The American tradition of the dysfunctional family fighting and crying during the holiday season has become a quintessential comedic stereotype in TV and movies, one that plays out, usually, with a happy ending when everyone learns the true reason for the season; in reality, however, it typically reaches a boiling point when your parents ask you—hypothetically, of course—who would you want to live with if they were to get divorced.

At least that’s how it played out for me when I was around 8 years old or so.

The Thanksgiving holidays have really never meant much to me, so I admit I do tend to exude a snobbish aura of Indigenous grandeur about myself on that day; I like to think that I can see through all of the commercialized colonial bullshit that most people have come to worship when, in reality, I’m probably just heavily masking the intense heartache and dark feelings that the bedeviled loneliness brings this time each year.

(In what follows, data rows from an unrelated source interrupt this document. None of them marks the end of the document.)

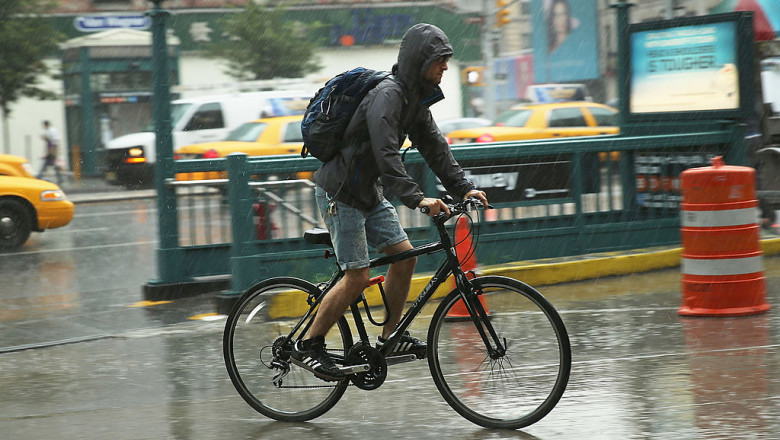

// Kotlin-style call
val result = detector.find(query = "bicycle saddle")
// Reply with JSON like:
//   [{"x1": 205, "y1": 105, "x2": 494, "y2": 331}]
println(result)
[{"x1": 304, "y1": 228, "x2": 333, "y2": 247}]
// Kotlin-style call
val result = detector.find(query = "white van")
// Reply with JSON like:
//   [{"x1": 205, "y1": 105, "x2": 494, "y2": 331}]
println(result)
[{"x1": 103, "y1": 90, "x2": 311, "y2": 187}]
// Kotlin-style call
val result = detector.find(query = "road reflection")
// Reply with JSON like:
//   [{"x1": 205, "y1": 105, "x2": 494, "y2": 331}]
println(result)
[{"x1": 683, "y1": 314, "x2": 773, "y2": 437}]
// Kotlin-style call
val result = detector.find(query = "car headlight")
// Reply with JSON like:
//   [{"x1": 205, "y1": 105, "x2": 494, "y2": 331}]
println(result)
[
  {"x1": 126, "y1": 147, "x2": 147, "y2": 164},
  {"x1": 41, "y1": 190, "x2": 65, "y2": 201}
]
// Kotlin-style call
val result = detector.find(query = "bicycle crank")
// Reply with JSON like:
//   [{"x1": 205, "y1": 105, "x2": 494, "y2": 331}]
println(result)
[{"x1": 345, "y1": 343, "x2": 387, "y2": 390}]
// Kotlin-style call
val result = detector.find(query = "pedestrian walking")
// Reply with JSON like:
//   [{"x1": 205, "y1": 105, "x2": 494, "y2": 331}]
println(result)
[{"x1": 37, "y1": 120, "x2": 63, "y2": 184}]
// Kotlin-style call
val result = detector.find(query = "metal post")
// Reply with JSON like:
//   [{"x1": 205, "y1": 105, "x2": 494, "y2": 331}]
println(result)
[
  {"x1": 226, "y1": 153, "x2": 255, "y2": 295},
  {"x1": 611, "y1": 2, "x2": 636, "y2": 218},
  {"x1": 148, "y1": 0, "x2": 184, "y2": 283},
  {"x1": 482, "y1": 0, "x2": 496, "y2": 121},
  {"x1": 611, "y1": 2, "x2": 634, "y2": 129},
  {"x1": 78, "y1": 46, "x2": 97, "y2": 176}
]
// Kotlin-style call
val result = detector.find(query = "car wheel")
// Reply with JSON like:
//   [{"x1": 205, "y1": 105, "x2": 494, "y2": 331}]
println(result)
[{"x1": 0, "y1": 199, "x2": 33, "y2": 251}]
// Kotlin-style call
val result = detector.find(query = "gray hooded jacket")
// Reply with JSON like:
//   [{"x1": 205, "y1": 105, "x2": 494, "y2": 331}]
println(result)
[{"x1": 313, "y1": 23, "x2": 474, "y2": 211}]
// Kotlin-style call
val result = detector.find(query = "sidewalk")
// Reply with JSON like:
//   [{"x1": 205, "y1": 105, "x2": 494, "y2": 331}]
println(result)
[{"x1": 59, "y1": 176, "x2": 156, "y2": 204}]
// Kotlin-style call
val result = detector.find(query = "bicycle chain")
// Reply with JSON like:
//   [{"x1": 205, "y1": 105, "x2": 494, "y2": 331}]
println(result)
[
  {"x1": 271, "y1": 347, "x2": 357, "y2": 389},
  {"x1": 274, "y1": 383, "x2": 356, "y2": 389}
]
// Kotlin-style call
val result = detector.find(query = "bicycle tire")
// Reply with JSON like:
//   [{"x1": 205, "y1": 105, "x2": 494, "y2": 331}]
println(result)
[
  {"x1": 223, "y1": 277, "x2": 352, "y2": 422},
  {"x1": 427, "y1": 276, "x2": 571, "y2": 429},
  {"x1": 0, "y1": 199, "x2": 32, "y2": 250}
]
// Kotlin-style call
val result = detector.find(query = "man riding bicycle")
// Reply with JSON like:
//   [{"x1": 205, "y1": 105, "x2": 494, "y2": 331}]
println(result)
[{"x1": 291, "y1": 23, "x2": 489, "y2": 381}]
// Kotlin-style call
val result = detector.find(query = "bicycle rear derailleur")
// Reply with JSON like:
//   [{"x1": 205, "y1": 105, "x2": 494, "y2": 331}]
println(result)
[{"x1": 268, "y1": 336, "x2": 291, "y2": 387}]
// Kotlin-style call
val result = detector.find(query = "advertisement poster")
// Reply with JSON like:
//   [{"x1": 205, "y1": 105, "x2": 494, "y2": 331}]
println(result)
[
  {"x1": 634, "y1": 152, "x2": 717, "y2": 209},
  {"x1": 531, "y1": 0, "x2": 600, "y2": 83},
  {"x1": 630, "y1": 21, "x2": 739, "y2": 113}
]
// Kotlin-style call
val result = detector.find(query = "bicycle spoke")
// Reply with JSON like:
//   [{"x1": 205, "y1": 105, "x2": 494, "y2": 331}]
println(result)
[
  {"x1": 224, "y1": 278, "x2": 351, "y2": 422},
  {"x1": 428, "y1": 276, "x2": 571, "y2": 429}
]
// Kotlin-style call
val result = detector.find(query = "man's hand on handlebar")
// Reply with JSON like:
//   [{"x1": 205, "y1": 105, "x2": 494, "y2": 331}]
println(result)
[
  {"x1": 418, "y1": 190, "x2": 490, "y2": 217},
  {"x1": 463, "y1": 189, "x2": 489, "y2": 208},
  {"x1": 418, "y1": 197, "x2": 450, "y2": 217}
]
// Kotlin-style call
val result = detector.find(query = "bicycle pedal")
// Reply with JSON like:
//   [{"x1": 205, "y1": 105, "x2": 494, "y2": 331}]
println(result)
[
  {"x1": 385, "y1": 354, "x2": 418, "y2": 365},
  {"x1": 339, "y1": 364, "x2": 370, "y2": 375}
]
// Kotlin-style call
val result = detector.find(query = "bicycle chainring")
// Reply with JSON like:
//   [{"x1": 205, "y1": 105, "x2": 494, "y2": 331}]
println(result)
[
  {"x1": 346, "y1": 343, "x2": 387, "y2": 390},
  {"x1": 271, "y1": 335, "x2": 292, "y2": 361}
]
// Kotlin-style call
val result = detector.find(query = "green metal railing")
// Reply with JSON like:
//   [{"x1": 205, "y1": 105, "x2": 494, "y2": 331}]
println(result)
[
  {"x1": 143, "y1": 2, "x2": 752, "y2": 301},
  {"x1": 153, "y1": 124, "x2": 742, "y2": 300}
]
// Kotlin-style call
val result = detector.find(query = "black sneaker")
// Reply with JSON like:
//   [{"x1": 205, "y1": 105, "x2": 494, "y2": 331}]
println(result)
[
  {"x1": 377, "y1": 331, "x2": 427, "y2": 358},
  {"x1": 290, "y1": 335, "x2": 346, "y2": 382}
]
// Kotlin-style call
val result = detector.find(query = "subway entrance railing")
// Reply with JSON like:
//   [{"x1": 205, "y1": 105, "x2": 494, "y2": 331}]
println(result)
[{"x1": 143, "y1": 124, "x2": 745, "y2": 302}]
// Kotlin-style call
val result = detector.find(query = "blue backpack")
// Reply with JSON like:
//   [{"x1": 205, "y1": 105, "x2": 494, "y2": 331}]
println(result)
[{"x1": 301, "y1": 67, "x2": 392, "y2": 162}]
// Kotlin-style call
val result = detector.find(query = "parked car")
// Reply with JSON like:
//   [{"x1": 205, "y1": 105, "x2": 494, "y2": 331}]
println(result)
[
  {"x1": 446, "y1": 102, "x2": 618, "y2": 144},
  {"x1": 0, "y1": 175, "x2": 74, "y2": 250},
  {"x1": 174, "y1": 115, "x2": 305, "y2": 181},
  {"x1": 0, "y1": 153, "x2": 35, "y2": 178}
]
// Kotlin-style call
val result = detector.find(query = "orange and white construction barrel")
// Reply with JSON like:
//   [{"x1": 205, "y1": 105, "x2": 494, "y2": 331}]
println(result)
[{"x1": 678, "y1": 156, "x2": 770, "y2": 316}]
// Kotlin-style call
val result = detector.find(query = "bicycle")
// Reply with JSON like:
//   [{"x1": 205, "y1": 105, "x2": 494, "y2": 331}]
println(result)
[{"x1": 223, "y1": 197, "x2": 571, "y2": 429}]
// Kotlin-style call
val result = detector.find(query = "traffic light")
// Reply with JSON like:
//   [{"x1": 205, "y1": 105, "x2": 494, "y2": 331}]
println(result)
[
  {"x1": 462, "y1": 66, "x2": 486, "y2": 86},
  {"x1": 496, "y1": 0, "x2": 511, "y2": 29}
]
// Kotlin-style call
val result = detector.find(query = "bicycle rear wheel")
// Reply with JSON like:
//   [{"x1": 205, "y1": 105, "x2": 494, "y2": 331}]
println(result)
[
  {"x1": 428, "y1": 276, "x2": 571, "y2": 429},
  {"x1": 223, "y1": 277, "x2": 352, "y2": 422}
]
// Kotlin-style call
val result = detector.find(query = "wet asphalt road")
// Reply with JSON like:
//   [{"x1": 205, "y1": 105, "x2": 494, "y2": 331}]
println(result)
[{"x1": 1, "y1": 198, "x2": 778, "y2": 439}]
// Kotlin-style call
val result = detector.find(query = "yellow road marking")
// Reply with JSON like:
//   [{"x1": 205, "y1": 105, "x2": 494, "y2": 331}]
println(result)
[
  {"x1": 127, "y1": 300, "x2": 172, "y2": 308},
  {"x1": 188, "y1": 313, "x2": 225, "y2": 321}
]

With such a gold-plated attitude, I’m usually never invited to people’s houses for Thanksgiving dinner but, still, they’re usually kind enough to take pity on me and drop a plate off at my house; it’s the best that I can really ask for these days, I suppose. The sound of a microwave dinging that my meal is suitably reheated has become my recent yearly tradition, one that will probably go on for years to come.

But, you know, I’m thinking there’s one more culinary tradition that I might like to add to my small-but-heartbreaking list: the Turkey Day Pizza at Sauced, 2912 Paseo, a true Thanksgiving feast that most Oklahoma Cityans, if they even knew about it, would probably realize it’s the one meal they honestly deserve this year, ordering it by the pie for either their upcoming joyful get-togethers or the agonizing dinners alone.

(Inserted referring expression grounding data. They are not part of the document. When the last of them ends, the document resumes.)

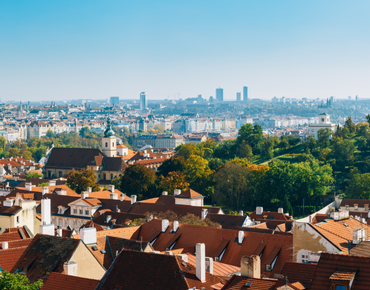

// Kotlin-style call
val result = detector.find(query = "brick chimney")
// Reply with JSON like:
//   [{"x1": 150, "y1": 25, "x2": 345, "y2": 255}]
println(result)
[
  {"x1": 196, "y1": 243, "x2": 206, "y2": 282},
  {"x1": 241, "y1": 255, "x2": 261, "y2": 279}
]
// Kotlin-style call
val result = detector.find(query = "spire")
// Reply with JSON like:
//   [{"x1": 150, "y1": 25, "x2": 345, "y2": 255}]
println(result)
[{"x1": 104, "y1": 116, "x2": 115, "y2": 137}]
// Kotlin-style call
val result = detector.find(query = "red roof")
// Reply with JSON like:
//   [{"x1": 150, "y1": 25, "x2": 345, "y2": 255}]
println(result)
[
  {"x1": 0, "y1": 246, "x2": 28, "y2": 271},
  {"x1": 41, "y1": 272, "x2": 99, "y2": 290}
]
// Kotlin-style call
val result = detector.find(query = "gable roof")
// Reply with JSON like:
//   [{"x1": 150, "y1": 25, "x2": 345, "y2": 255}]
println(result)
[
  {"x1": 132, "y1": 219, "x2": 292, "y2": 277},
  {"x1": 274, "y1": 262, "x2": 317, "y2": 288},
  {"x1": 95, "y1": 250, "x2": 225, "y2": 290},
  {"x1": 11, "y1": 234, "x2": 81, "y2": 283},
  {"x1": 0, "y1": 246, "x2": 29, "y2": 271},
  {"x1": 310, "y1": 253, "x2": 370, "y2": 289},
  {"x1": 45, "y1": 147, "x2": 104, "y2": 169},
  {"x1": 176, "y1": 189, "x2": 203, "y2": 199},
  {"x1": 221, "y1": 276, "x2": 276, "y2": 290},
  {"x1": 207, "y1": 213, "x2": 246, "y2": 230},
  {"x1": 41, "y1": 272, "x2": 99, "y2": 290}
]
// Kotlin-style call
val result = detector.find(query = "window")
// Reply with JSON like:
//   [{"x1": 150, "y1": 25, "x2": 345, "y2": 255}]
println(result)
[
  {"x1": 301, "y1": 254, "x2": 308, "y2": 263},
  {"x1": 74, "y1": 209, "x2": 77, "y2": 214},
  {"x1": 85, "y1": 210, "x2": 89, "y2": 215},
  {"x1": 112, "y1": 142, "x2": 115, "y2": 147},
  {"x1": 335, "y1": 285, "x2": 346, "y2": 290},
  {"x1": 59, "y1": 171, "x2": 63, "y2": 178},
  {"x1": 79, "y1": 210, "x2": 83, "y2": 214},
  {"x1": 354, "y1": 204, "x2": 358, "y2": 210},
  {"x1": 16, "y1": 216, "x2": 19, "y2": 223},
  {"x1": 345, "y1": 205, "x2": 349, "y2": 210},
  {"x1": 322, "y1": 118, "x2": 324, "y2": 122},
  {"x1": 105, "y1": 142, "x2": 108, "y2": 147},
  {"x1": 111, "y1": 174, "x2": 113, "y2": 179}
]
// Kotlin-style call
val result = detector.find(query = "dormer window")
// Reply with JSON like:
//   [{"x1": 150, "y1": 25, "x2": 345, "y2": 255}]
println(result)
[
  {"x1": 73, "y1": 209, "x2": 77, "y2": 214},
  {"x1": 105, "y1": 142, "x2": 108, "y2": 147}
]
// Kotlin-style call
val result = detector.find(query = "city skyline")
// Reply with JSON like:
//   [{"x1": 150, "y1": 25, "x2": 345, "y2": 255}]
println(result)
[{"x1": 1, "y1": 0, "x2": 370, "y2": 101}]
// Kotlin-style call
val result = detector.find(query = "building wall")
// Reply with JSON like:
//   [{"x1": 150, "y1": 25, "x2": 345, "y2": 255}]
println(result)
[
  {"x1": 293, "y1": 222, "x2": 341, "y2": 263},
  {"x1": 70, "y1": 242, "x2": 106, "y2": 279}
]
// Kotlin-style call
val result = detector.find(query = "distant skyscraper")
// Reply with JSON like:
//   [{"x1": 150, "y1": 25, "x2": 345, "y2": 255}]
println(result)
[
  {"x1": 216, "y1": 88, "x2": 223, "y2": 102},
  {"x1": 243, "y1": 86, "x2": 248, "y2": 101},
  {"x1": 236, "y1": 92, "x2": 241, "y2": 101},
  {"x1": 140, "y1": 92, "x2": 147, "y2": 110},
  {"x1": 110, "y1": 96, "x2": 119, "y2": 106}
]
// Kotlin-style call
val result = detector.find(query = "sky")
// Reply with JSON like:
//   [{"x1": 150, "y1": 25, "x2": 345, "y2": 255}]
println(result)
[{"x1": 1, "y1": 0, "x2": 370, "y2": 101}]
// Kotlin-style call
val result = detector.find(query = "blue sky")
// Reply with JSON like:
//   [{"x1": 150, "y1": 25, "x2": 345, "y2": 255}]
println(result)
[{"x1": 1, "y1": 0, "x2": 369, "y2": 101}]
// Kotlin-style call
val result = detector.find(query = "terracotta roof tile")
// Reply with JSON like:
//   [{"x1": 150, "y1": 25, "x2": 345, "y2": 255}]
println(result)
[
  {"x1": 41, "y1": 272, "x2": 99, "y2": 290},
  {"x1": 221, "y1": 276, "x2": 276, "y2": 290},
  {"x1": 0, "y1": 246, "x2": 28, "y2": 271}
]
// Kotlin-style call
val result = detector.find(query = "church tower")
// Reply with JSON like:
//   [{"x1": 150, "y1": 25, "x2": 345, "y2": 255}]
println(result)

Featuring a full Thanksgiving menu on a single well-proportioned wedge of Sauced’s well-liked pizza, this is a holiday dinner with no dirty dishes for mom and no dirty secrets from dad; the turkey comes pre-carved and the pizza pre-sliced—all that’s missing is a paper plate and a serving of your favorite cold beverage, alcoholic or otherwise.

As I quietly stifled my greasy tears of lost loves and found hates, I paid the cheery woman behind the Sauced counter my meager $7.00 for a slice; I quietly sat at the booth, waiting for my early Thanksgiving supper to arrive, almost alone in the place on this grey and bitter day. The dirty water from a stepped-in puddle outside was still seeping into my sock, freezing most of my toes.

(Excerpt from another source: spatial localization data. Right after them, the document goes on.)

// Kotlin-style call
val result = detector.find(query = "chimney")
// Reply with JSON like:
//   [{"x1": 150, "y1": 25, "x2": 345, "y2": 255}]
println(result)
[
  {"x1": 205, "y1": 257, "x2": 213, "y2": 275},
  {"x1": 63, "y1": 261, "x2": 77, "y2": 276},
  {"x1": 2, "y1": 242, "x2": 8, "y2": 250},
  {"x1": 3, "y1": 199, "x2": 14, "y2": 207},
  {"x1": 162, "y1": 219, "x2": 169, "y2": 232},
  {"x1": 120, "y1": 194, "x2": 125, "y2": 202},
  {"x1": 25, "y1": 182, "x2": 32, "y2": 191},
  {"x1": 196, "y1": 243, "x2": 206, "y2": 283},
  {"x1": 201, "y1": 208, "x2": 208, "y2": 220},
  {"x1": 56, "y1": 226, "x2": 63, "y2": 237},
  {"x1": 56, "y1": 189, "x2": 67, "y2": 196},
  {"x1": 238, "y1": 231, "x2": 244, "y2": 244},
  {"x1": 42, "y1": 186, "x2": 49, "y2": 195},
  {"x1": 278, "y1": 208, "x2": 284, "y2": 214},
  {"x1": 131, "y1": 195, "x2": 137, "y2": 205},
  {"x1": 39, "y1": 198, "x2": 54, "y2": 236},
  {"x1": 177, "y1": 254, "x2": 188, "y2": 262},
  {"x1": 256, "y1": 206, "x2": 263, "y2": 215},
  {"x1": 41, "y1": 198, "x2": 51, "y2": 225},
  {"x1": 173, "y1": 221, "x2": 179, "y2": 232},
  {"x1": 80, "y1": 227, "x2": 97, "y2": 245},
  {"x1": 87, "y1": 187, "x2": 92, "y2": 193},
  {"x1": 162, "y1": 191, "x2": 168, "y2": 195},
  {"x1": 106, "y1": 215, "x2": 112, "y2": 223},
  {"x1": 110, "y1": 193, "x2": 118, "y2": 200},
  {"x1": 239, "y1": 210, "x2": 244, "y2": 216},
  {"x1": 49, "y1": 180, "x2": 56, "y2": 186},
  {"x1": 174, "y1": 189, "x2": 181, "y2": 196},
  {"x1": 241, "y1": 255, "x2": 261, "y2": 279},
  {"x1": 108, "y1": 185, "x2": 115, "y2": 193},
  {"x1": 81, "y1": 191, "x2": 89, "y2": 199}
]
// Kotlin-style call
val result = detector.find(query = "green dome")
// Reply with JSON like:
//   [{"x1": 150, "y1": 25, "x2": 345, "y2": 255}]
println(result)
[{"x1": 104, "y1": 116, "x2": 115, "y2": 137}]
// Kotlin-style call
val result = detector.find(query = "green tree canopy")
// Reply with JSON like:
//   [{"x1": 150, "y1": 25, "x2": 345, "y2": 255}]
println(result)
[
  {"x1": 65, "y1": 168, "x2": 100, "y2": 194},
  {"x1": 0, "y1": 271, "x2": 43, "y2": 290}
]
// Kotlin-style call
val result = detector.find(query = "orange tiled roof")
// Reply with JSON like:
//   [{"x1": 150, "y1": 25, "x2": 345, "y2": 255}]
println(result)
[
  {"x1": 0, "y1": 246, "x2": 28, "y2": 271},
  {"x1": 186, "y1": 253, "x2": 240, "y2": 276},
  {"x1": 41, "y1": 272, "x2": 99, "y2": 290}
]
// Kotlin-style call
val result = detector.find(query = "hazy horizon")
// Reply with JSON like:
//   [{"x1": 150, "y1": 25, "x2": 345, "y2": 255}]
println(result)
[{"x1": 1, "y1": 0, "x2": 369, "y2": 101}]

With a basic crust of warm bread—complete with steam rising from it—this cornucopia of deathly delights has typical Turkey Day toppings such as mashed potatoes, cornbread stuffing, mozzarella cheese, green beans, French fried onions, turkey gravy and, of course, the white-meat of a large gobbler. (There’s also a small side of cranberry sauce that I used for dipping my crust in.)

The pizza sliding down my throat with ease, it’s everything that the holiday is supposed to be about, with none of the family dysfunctions to bring you deeper down into your (undiagnosed) seasonal affective disorders. And, even better, this celebratory ‘za works just as well the next day, especially if you’re in desperate need of cold leftovers and their microwaved caresses of forbidden (and forsaken) November flavors.

As I replay it in my head now, I think if my parents ever had gotten a divorce instead of just manipulatively threatening each other with one, I probably would’ve gone to live with you, Turkey Day Pizza.